I'll start out with a few offhand:
Refactoring: great code doesn't usually come from a Beautiful Crystalline Vision that some programmer dreams up -- it comes from writing some code, getting it working, and then rearranging it to make the code *better* while it's still working. That's "refactoring": the art of making the code cleaner without changing what it's doing. It's a good habit to get into, especially because it takes practice. (Granted, listing all the major refactoring techniques is a good-sized talk itself; I highly recommend Fowler's book on the subject.)
The DRY (Don't Repeat Yourself) Principle: which I usually describe as "Duplication is the source of all evil". Any time you are duplicating code, you're making it much more likely that you'll get bugs when things change. Much of refactoring is about merging things to eliminate duplication. Similarly, duplicate data is prone to getting out of sync and causing problems, so you should usually try to point to the same data when it's convenient to do so.
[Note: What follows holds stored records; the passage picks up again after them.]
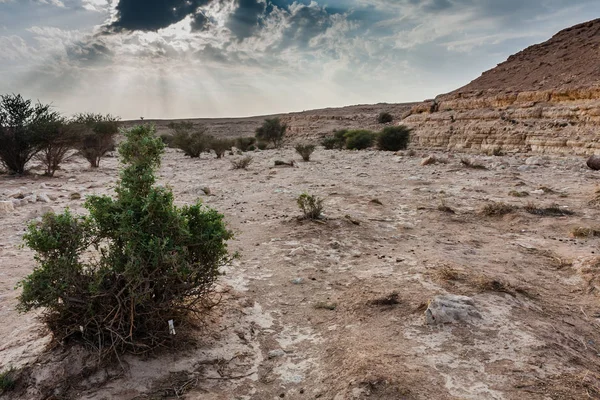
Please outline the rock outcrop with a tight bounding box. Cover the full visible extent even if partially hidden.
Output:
[402,19,600,155]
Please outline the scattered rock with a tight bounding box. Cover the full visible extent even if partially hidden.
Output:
[0,201,15,214]
[586,154,600,171]
[525,157,546,165]
[425,294,481,325]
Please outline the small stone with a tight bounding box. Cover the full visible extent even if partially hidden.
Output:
[425,294,481,325]
[267,349,285,358]
[0,201,15,214]
[586,154,600,171]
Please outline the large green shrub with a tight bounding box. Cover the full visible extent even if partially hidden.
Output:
[377,125,411,151]
[256,118,287,148]
[345,129,376,150]
[19,126,232,355]
[0,94,58,174]
[72,113,119,168]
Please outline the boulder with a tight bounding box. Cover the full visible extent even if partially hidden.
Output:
[425,294,481,325]
[586,154,600,171]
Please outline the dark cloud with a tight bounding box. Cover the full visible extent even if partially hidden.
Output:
[110,0,211,31]
[227,0,266,40]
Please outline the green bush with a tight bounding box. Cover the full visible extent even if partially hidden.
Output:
[295,144,315,161]
[296,193,323,219]
[377,125,411,151]
[235,136,256,151]
[345,129,375,150]
[19,126,232,356]
[169,122,212,158]
[377,112,394,124]
[0,94,58,174]
[209,138,235,158]
[72,113,119,168]
[256,118,287,148]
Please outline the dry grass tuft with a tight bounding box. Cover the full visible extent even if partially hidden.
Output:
[481,201,516,217]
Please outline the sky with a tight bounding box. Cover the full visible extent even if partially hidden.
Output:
[0,0,600,119]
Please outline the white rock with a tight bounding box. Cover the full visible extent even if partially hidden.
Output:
[0,200,15,214]
[425,294,481,325]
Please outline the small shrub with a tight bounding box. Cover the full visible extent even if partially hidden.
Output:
[72,113,119,168]
[19,126,232,357]
[377,126,411,151]
[0,94,59,174]
[523,202,575,217]
[235,136,256,152]
[296,193,323,219]
[0,367,17,395]
[208,137,235,158]
[169,122,212,158]
[345,129,375,150]
[256,118,287,149]
[377,112,392,124]
[508,190,529,197]
[321,136,338,150]
[481,201,515,217]
[460,157,487,169]
[231,156,253,169]
[295,144,315,161]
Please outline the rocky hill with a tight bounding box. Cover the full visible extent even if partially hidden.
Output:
[403,19,600,154]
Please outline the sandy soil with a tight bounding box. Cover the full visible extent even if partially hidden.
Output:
[0,145,600,400]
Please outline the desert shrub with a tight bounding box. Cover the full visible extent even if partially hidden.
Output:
[256,141,269,150]
[71,113,119,168]
[344,129,375,150]
[256,118,287,150]
[321,136,338,150]
[0,94,58,174]
[295,144,315,161]
[19,126,232,356]
[209,138,235,158]
[377,112,394,124]
[235,136,256,151]
[296,193,323,219]
[377,125,411,151]
[169,122,212,158]
[231,156,254,169]
[35,116,79,176]
[0,367,17,395]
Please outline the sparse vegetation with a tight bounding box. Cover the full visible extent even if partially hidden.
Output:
[377,112,394,124]
[0,94,59,174]
[481,201,516,217]
[295,144,315,162]
[523,202,574,217]
[231,156,254,169]
[19,126,232,357]
[72,113,119,168]
[256,118,287,150]
[377,125,411,151]
[235,136,256,152]
[460,157,487,169]
[344,129,376,150]
[296,193,323,219]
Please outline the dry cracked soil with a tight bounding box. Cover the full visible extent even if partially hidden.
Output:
[0,149,600,400]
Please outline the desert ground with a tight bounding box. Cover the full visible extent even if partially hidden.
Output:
[0,143,600,400]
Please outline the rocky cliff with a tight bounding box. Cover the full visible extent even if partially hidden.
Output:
[402,19,600,154]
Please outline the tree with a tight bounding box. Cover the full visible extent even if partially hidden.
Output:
[0,94,57,174]
[19,125,232,356]
[256,118,287,148]
[72,113,119,168]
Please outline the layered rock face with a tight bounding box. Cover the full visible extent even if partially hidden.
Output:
[402,20,600,155]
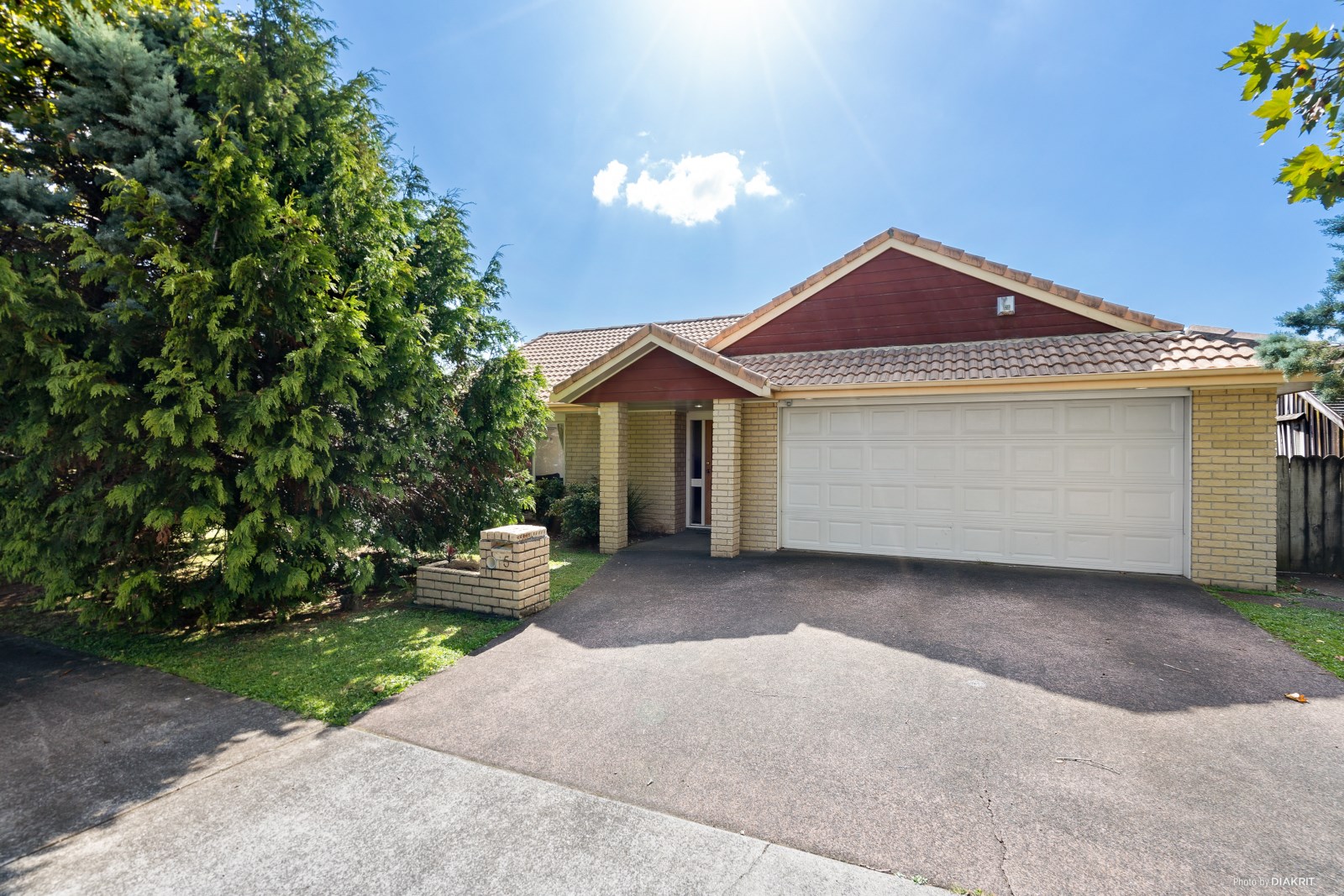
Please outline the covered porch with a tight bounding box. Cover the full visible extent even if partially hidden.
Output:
[553,325,777,558]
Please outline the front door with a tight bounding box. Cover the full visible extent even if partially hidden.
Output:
[685,418,714,528]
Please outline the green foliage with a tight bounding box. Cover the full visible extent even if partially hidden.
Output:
[0,549,607,726]
[1221,10,1344,208]
[0,0,547,623]
[533,475,564,527]
[1255,217,1344,401]
[551,482,602,544]
[551,482,648,544]
[1223,599,1344,679]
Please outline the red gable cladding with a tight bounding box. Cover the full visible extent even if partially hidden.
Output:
[719,249,1118,354]
[573,348,755,405]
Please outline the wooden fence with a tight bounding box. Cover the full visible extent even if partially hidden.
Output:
[1278,457,1344,574]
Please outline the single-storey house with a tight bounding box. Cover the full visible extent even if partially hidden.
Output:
[522,228,1309,589]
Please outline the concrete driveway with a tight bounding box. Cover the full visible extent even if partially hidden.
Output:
[356,536,1344,896]
[0,636,943,896]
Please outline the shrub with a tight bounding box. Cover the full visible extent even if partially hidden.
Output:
[533,475,564,528]
[551,482,602,544]
[551,482,648,544]
[0,0,547,623]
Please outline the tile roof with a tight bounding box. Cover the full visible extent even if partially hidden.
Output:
[519,314,739,385]
[551,324,770,395]
[734,332,1259,387]
[708,227,1181,348]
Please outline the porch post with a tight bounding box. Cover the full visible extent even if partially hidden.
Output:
[710,398,742,558]
[598,401,630,553]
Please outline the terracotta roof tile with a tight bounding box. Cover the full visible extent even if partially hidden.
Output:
[734,332,1259,387]
[551,324,770,394]
[706,227,1181,345]
[519,314,739,385]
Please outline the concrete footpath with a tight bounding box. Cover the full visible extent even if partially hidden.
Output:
[0,638,945,896]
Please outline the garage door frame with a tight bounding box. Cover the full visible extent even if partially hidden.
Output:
[775,387,1194,579]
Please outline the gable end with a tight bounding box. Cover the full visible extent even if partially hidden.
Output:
[719,249,1120,356]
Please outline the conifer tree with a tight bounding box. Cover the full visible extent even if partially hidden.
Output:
[0,0,546,623]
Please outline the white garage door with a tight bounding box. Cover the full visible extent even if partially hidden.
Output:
[781,398,1188,574]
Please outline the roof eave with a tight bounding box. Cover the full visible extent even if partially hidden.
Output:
[551,324,773,403]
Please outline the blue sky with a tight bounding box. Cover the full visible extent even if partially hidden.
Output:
[323,0,1344,338]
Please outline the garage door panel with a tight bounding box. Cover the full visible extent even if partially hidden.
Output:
[781,399,1185,442]
[781,399,1188,572]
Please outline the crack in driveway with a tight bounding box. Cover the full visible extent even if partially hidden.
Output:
[979,787,1016,896]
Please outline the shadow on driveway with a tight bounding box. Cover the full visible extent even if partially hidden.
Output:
[354,536,1344,893]
[518,533,1344,712]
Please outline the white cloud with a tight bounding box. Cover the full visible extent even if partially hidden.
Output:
[593,159,630,206]
[593,152,780,227]
[743,168,780,199]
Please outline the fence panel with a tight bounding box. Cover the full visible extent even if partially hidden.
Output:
[1277,457,1344,574]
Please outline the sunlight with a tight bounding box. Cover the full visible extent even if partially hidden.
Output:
[672,0,785,38]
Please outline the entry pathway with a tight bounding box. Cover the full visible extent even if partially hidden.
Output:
[356,536,1344,896]
[0,637,942,896]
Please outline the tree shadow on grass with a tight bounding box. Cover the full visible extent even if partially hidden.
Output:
[0,636,321,888]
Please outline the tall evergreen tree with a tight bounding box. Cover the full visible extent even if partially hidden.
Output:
[0,0,546,622]
[1255,215,1344,401]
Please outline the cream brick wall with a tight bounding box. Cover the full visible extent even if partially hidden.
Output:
[415,525,551,619]
[564,412,598,484]
[1189,387,1278,589]
[710,398,742,558]
[630,411,685,533]
[598,401,630,553]
[742,401,780,551]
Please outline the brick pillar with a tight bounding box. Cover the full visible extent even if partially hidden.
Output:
[415,525,551,619]
[710,398,742,558]
[598,401,630,553]
[1189,385,1278,591]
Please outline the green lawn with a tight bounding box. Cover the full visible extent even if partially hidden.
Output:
[1223,598,1344,679]
[1215,579,1344,679]
[0,548,606,726]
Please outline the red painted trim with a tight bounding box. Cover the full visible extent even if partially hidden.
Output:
[573,348,755,405]
[721,249,1118,354]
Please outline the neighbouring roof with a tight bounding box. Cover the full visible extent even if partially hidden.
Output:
[734,332,1259,387]
[519,314,741,385]
[707,227,1183,348]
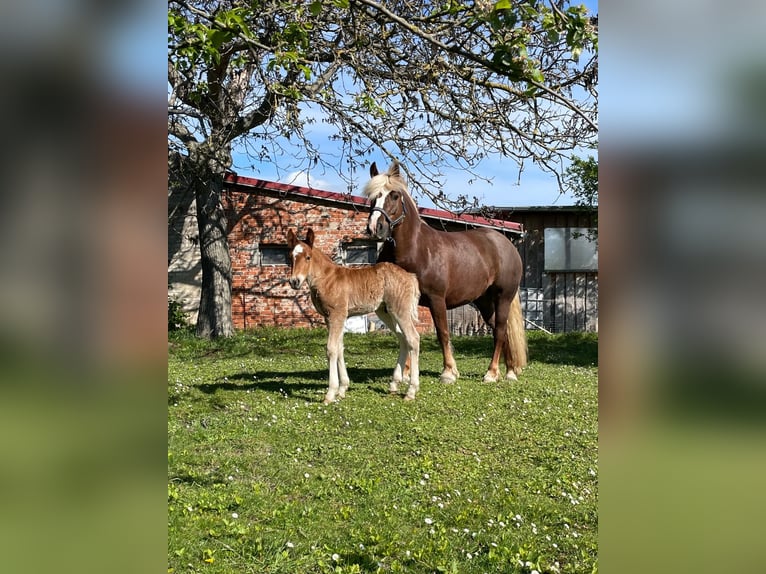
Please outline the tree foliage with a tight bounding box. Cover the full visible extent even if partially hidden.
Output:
[168,0,598,204]
[564,156,598,207]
Efficiency is good, but algorithmic complexity is what matters: this is what's often called "Big-O" notation in computer science. How fast things run *does* matter, but only in the grand scheme of things. Whether this approach takes twice as long as that one probably doesn't matter unless you're doing it a bazillion times per second. What *does* tend to matter, given a list of size n, is whether you're going through it just once -- O(n) in the notation -- or whether each time through you're going through the whole list again -- O(n^2) in the notation, that is, "n-squared". (You'd be surprised how easy it to to wind up with algorithms that are n^2 or even n^3 -- that can actually get slow.) Or, if you have two list m and n, does your approach take O(n+m) time, or O(n*m)? It's worth practicing thinking through these order-of-magnitude evaluations and getting an intuition for it. That said...
Big stuff swamps small stuff: in one community the other day, I pointed out an approach to solving a problem that involved creating an extra object for each HTTP call. One of the folks in the discussion asked whether that inefficiency would matter, and I had to point out that you're already handling an HTTP call -- at *best*, the overhead of that handler is at least 1000 times that extra object creation, quite likely 10000 times more, so this is a drop in the bucket. So keep scale in mind, and don't sweat the small stuff. If you know your list is never going to have more than ten entries, even O(n^3) probably doesn't matter much.